3D object scanning allows enhancing the design process, speeds up and reduces data collection errors, saves time and money, and thus makes it an attractive alternative to traditional data collection techniques. 3D scanning is also used for mobile mapping, surveying, scanning of buildings and building interiors, and in archaeology.

===Material processing===
Depending on the power of the laser, its influence on a working piece differs: lower power values are used for laser engraving and laser ablation, where material is partially removed by the laser.
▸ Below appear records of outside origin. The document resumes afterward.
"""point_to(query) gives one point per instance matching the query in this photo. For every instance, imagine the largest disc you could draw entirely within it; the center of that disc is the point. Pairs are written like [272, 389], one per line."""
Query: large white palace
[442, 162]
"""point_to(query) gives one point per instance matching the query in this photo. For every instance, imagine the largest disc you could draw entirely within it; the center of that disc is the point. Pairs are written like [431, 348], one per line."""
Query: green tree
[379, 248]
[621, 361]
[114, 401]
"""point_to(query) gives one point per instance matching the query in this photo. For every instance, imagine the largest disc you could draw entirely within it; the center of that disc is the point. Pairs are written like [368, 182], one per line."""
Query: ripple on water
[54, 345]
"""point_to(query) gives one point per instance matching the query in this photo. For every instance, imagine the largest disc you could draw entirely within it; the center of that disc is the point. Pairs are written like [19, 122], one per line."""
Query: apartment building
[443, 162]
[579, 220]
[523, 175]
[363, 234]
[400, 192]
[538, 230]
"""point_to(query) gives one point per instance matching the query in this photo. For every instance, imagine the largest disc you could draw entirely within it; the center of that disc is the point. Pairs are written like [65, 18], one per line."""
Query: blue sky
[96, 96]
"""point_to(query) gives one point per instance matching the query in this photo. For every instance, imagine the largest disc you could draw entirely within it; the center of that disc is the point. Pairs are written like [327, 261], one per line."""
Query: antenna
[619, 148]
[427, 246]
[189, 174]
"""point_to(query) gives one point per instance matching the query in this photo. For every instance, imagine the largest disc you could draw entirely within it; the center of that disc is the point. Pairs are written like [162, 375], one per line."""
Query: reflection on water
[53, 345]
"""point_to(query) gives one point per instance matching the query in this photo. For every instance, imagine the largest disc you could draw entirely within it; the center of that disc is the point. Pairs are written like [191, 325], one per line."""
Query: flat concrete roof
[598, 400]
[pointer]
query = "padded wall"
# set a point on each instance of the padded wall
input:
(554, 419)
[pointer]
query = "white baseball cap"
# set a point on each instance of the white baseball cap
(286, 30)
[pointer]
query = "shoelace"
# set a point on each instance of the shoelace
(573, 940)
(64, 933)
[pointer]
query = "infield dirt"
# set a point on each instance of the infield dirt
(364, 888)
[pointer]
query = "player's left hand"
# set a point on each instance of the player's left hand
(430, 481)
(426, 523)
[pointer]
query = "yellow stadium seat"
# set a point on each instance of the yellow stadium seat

With higher powers the material becomes fluid and laser welding can be realized, or if the power is high enough to remove the material completely, then laser cutting can be performed. Modern lasers can cut steel blocks with a thickness of 10 cm and more or ablate a layer of the cornea that is only a few micrometers thick.

The ability of lasers to harden liquid polymers, together with laser scanners, is used in rapid prototyping, the ability to melt polymers and metals is, with laser scanners, to produce parts by laser sintering or laser melting.

The principle that is used for all these applications is the same: software that runs on a PC or an embedded system and that controls the complete process is connected with a scanner card. That card converts the received vector data to movement information which is sent to the scanhead. This scanhead consists of two mirrors that are able to deflect the laser beam in one level (X- and Y-coordinate). The third dimension is - if necessary - realized by a specific optic that is able to move the laser's focal point in the depth-direction (Z-axis).

Scanning the laser focus in the third spatial dimension is needed for some special applications like the laser scribing of curved surfaces or for in-glass-marking where the laser has to influence the material at specific positions within it. For these cases it is important that the laser has as small a focal point as possible.

For enhanced laser scanning applications and/or high material throughput during production, scanning systems with more than one scanhead are used. Here the software has to control what is done exactly within such a multihead application: it is possible that all available heads have to mark the same to finish processing faster or that the heads mark one single job in parallel where every scanhead performs a part of the job in case of large working areas.

===Barcode readers===

Many barcode readers, especially those with the ability to read bar codes at a distance of a few meters, use scanned laser beams.

===Space flight===
When a space transporter has to dock to the space station, it must carefully maneuver to the correct position. In order to determine its relative position to the space station, laser scanners built into the front of the space transporter scan the shape of the space station and then determine, through a computer, the maneuvering commands. Resonant galvanometer scanners are used for this application.

===Laser shows===
Laser light shows typically uses two galvanometer scanners on an X-Y configuration to draw patterns or images on walls, ceilings or other surfaces including theatrical smoke and fog for entertainment or promotional purposes.